Ring Ouzels are the upland, higher ground version of our common Blackbird, with the notable difference of a chunky white collar around the upper breast and notably paler wing pattern. They are also a lot less common, with the majority of the UK population spending the summer in northern England and Scotland, before heading southwards to over-winter in Africa. They can turn up pretty much anywhere in between on their autumn migratory journey.
Leith Hill is the second highest landmass in the south-east (at 965 feet above sea-level) and the tower that sits atop it was built (in the mid-1760s) with the aim of breaking through the 1000-foot mark to, kind of, make it a geographically-acceptable mountain of sorts. I suppose it might vaguely mirror the plot of The Englishman Who Went Up a Hill But Came Down a Mountain, but I have never seen it, so can’t be entirely sure.

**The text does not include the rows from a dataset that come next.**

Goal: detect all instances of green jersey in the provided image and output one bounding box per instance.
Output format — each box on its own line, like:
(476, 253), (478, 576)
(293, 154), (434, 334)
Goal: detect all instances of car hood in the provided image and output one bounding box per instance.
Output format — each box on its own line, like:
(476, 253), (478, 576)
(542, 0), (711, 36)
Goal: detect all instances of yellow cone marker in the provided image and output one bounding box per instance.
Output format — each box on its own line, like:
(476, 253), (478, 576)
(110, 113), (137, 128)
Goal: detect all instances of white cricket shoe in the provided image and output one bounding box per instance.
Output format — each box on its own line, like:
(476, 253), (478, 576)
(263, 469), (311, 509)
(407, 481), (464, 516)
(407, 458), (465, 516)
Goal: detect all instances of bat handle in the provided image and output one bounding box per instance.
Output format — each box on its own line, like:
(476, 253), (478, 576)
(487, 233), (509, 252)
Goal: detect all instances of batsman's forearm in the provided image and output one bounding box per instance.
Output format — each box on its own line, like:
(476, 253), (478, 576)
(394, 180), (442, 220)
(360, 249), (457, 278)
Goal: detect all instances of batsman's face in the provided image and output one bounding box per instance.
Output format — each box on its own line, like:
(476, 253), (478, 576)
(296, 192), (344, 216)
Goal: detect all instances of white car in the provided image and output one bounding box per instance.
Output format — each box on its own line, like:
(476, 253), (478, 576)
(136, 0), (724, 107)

When he died, the Tower’s builder, Richard Hull, was buried under the floor. At his request, he was submerged amongst the foundations upside-down, in the belief that on Judgment Day, the World would flip on its axis, rendering him the right way up. I imagine God would applaud the initiative of the only man not standing on his head in the queue for judging and grant him an all-expenses paid trip to Heaven. I assume that’s what would happen, anyway.
Nowadays, at the base of the Tower, there is a serving hatch that sells refreshments to ramblers, cyclists, horse riders and the odd twitcher in denial. I imagine that Mr Hull would turn in his grave if he saw that the National Trust was now hawking frappuccinos and small slices of carrot cake out of the lower window of his Gothic legacy – That would bugger his End of Days plan, wouldn’t it?

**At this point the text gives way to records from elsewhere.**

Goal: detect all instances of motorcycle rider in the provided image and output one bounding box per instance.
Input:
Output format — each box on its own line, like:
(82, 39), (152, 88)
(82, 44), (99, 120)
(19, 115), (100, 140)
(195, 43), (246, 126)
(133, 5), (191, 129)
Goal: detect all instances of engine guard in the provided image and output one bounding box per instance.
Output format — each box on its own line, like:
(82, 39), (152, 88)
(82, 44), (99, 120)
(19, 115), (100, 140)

Anyway, as I contemplated whether or not to sample a mini Battenberg or not before going off in search of the Ring Ouzel, I went up the Tower to take in the view… and to see if I could work out where Duke’s Warren was from a handily-located vantage point.
Perhaps as a result of my small-scale mockery of Judgment Day, the weather went a bit Wuthering Heights as I reached the top. Visibility was reduced to not very much at all and I couldn’t see the end of my face, let alone some heathland some way in the distance.

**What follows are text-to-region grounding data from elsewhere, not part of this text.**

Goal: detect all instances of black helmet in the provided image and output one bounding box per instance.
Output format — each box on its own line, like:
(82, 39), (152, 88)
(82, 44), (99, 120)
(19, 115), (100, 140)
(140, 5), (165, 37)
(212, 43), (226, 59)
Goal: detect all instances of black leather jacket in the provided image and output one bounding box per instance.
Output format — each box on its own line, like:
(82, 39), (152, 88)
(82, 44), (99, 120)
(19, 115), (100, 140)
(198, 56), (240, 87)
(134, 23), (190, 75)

Consequently, I had to use my OS map – Which is always a dangerous proposition.
After a bit of wandering and trying to re-fold my map correctly, I found Duke’s Warren. It turns out I had walked past it on my way to the Tower. What I didn’t find, however, was a Ring Ouzel. With the weather clearing, I saw a couple of black birds far in the distance that were probably just Blackbirds and sat underneath a tree for a good fifteen minutes waiting for something Ouzel-ish I thought I saw fly in, fly out again. It never reappeared, but during the quarter of an hour fruitlessly gawping up at the uppermost branches of a pine tree, I found out a lot about myself: I discovered that I get neck ache fairly quickly when looking upwards, I learnt that I only have fifteen minutes’ worth of patience for trying to find something that I feared I had probably imagined, and I then found that I probably hadn’t imagined it because something shat on me big time.
In Other News…
Apart from unintentionally collecting bird poo, I sometimes pick up some of the more interesting feathers I find whilst out and about and try to identify them when I get home. I figure it’s a good way to simultaneously improve my bird plumage identification skills, sound way cool and fill up the flat with a bit more junk [One day, I’m going to run out of space and have to choose between the feathers, my Meg Ryan DVD collection and my Star Wars figures – It’s a decision every real man has to make at some point].
At the weekend, on a trip to Saunton Sands in North Devon, I unexpectedly encountered an opportunity to add a Gannet feather to my dubious collection… As is not the case with the majority of feathers already in the collection, I was sure of what bird it came from and the chance to stick it in the jar with the others was quite an unusual one.
How could I be so sure that the feather was from Britain’s largest seabird? (I pretend to hear you ask).
Well, it was still attached to the partially-decomposing remains of an ex-Gannet.
I thought long and hard about selecting one of the less fetid feathers and yanking it out of the corpse, but couldn’t bring myself to do it. As odd as I appear to be, I draw the line at grave-robbing. Instead, I stared at the cadaver for a while, took a couple of photos and then regretfully moved on without a prized feather.